I do not know if you can change the way you think about the work, not in general, which involves the complete abandonment of its essence, the anima, the foundation of its art. But I believe that a perception of language can make you or your art leap, and spiral in form, which does imply a transformation.
The role of poetry never was and never will be to have a working function in society. It does not lend itself to that. But I think at certain times, and we need not go back very far in time, just to the first half of the twentieth century, to realize that poetry and art in general, had a penetration, visibility, presence and much greater influence in the world - and I'm not speaking here of an engaged art or pamphleteering - which was much more intense and rebounded much louder in the world than today.

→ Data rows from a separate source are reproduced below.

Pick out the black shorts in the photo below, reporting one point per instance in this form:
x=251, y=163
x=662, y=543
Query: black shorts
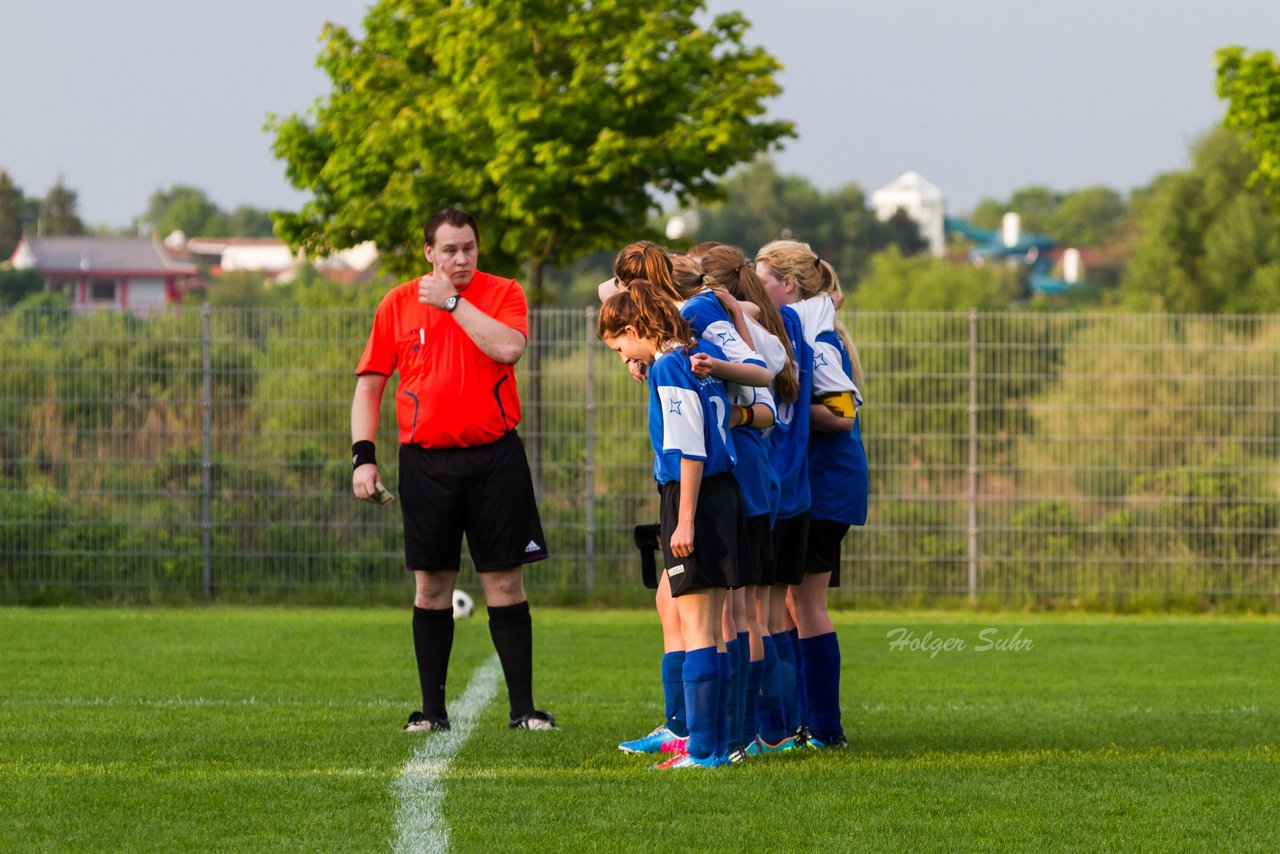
x=484, y=492
x=755, y=552
x=720, y=529
x=823, y=552
x=790, y=546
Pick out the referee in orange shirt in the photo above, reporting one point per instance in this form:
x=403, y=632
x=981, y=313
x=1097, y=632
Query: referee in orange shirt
x=455, y=336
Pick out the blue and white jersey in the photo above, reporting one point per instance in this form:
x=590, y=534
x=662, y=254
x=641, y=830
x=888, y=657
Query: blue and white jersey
x=711, y=323
x=754, y=474
x=688, y=416
x=789, y=441
x=837, y=461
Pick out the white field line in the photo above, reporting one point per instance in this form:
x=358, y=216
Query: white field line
x=199, y=702
x=420, y=788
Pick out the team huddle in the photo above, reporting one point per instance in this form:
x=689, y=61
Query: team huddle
x=758, y=456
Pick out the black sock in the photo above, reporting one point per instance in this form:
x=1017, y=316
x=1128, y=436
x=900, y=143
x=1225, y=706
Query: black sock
x=433, y=642
x=512, y=631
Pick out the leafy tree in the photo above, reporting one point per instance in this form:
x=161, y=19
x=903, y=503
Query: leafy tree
x=17, y=286
x=182, y=209
x=13, y=209
x=1251, y=86
x=250, y=222
x=926, y=283
x=1206, y=241
x=560, y=124
x=1087, y=217
x=58, y=211
x=903, y=232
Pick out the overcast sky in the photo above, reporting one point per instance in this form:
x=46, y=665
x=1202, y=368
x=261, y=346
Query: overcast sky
x=981, y=97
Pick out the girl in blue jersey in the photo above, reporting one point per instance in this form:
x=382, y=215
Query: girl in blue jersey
x=769, y=419
x=837, y=476
x=702, y=519
x=709, y=316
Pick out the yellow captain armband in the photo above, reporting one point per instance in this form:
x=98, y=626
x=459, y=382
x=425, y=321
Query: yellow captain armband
x=841, y=403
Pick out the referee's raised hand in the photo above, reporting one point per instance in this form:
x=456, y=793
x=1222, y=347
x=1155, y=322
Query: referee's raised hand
x=364, y=483
x=434, y=288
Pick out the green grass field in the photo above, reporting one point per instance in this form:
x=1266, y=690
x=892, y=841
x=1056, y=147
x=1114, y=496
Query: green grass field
x=279, y=730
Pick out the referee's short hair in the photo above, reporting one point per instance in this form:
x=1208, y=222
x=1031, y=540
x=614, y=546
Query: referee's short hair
x=455, y=217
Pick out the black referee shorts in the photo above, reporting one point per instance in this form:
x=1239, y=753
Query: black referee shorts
x=790, y=549
x=755, y=558
x=720, y=529
x=484, y=492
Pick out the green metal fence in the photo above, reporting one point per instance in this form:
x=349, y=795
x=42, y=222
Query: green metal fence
x=1016, y=459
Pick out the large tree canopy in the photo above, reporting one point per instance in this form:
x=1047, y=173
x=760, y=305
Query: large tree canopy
x=560, y=123
x=1206, y=242
x=1251, y=86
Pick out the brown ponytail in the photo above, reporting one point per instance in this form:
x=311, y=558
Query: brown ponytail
x=653, y=315
x=732, y=270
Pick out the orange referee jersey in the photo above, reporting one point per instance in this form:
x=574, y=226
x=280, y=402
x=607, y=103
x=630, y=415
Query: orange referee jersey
x=451, y=393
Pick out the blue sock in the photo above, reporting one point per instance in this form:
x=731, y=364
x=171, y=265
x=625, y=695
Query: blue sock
x=822, y=685
x=746, y=708
x=673, y=692
x=722, y=721
x=771, y=717
x=702, y=698
x=754, y=676
x=734, y=700
x=801, y=717
x=787, y=666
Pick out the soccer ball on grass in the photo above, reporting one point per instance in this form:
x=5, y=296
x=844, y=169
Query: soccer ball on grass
x=464, y=606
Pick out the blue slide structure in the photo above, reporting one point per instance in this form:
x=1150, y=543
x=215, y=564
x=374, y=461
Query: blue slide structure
x=1029, y=250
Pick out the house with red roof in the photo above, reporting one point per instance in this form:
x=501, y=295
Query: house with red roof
x=122, y=273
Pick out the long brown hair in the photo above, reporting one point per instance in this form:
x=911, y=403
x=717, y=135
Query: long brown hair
x=813, y=277
x=653, y=315
x=728, y=268
x=645, y=261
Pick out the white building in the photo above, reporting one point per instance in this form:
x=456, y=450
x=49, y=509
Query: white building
x=123, y=273
x=922, y=202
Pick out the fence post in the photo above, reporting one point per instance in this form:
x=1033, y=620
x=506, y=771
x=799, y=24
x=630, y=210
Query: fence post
x=208, y=461
x=973, y=455
x=589, y=475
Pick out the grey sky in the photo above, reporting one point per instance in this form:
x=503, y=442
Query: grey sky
x=981, y=97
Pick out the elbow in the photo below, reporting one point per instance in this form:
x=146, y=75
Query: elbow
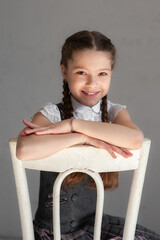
x=20, y=150
x=138, y=141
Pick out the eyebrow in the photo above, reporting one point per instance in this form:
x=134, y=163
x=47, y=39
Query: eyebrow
x=105, y=69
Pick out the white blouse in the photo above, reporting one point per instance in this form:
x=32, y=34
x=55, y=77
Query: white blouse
x=51, y=111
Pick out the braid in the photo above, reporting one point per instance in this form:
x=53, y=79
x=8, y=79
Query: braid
x=104, y=109
x=66, y=101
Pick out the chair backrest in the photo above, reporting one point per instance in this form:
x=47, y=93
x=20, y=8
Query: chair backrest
x=86, y=159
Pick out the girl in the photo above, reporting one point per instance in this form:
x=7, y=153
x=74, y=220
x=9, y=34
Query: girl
x=84, y=116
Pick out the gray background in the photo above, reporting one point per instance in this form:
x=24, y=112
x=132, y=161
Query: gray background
x=31, y=35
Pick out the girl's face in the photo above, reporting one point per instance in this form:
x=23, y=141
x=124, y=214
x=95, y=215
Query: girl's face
x=88, y=75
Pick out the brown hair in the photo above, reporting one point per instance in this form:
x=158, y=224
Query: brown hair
x=98, y=42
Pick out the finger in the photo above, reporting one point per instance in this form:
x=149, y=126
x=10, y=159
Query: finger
x=34, y=130
x=110, y=151
x=44, y=131
x=120, y=151
x=127, y=152
x=29, y=124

I think that poets and artists today are a community facing an apocalypse in trying to fight barbarism and the banality of technique, which they must resist and carry the flame forward.
Brazil has become the realm of banality, the rise of the disposable and trivia. The media is disgusting. Sloth occupies the place where people could take shelter in cultural quality, not only in the field of poetry. Another major problem is the difficulty that one has to get financial support from the institutions which should have the obligation to literature and other arts. But these institutions usually give their support, for political reasons, to folk and traditional areas of cultural production, which also has its importance but are only one point in the constellation of possible culture."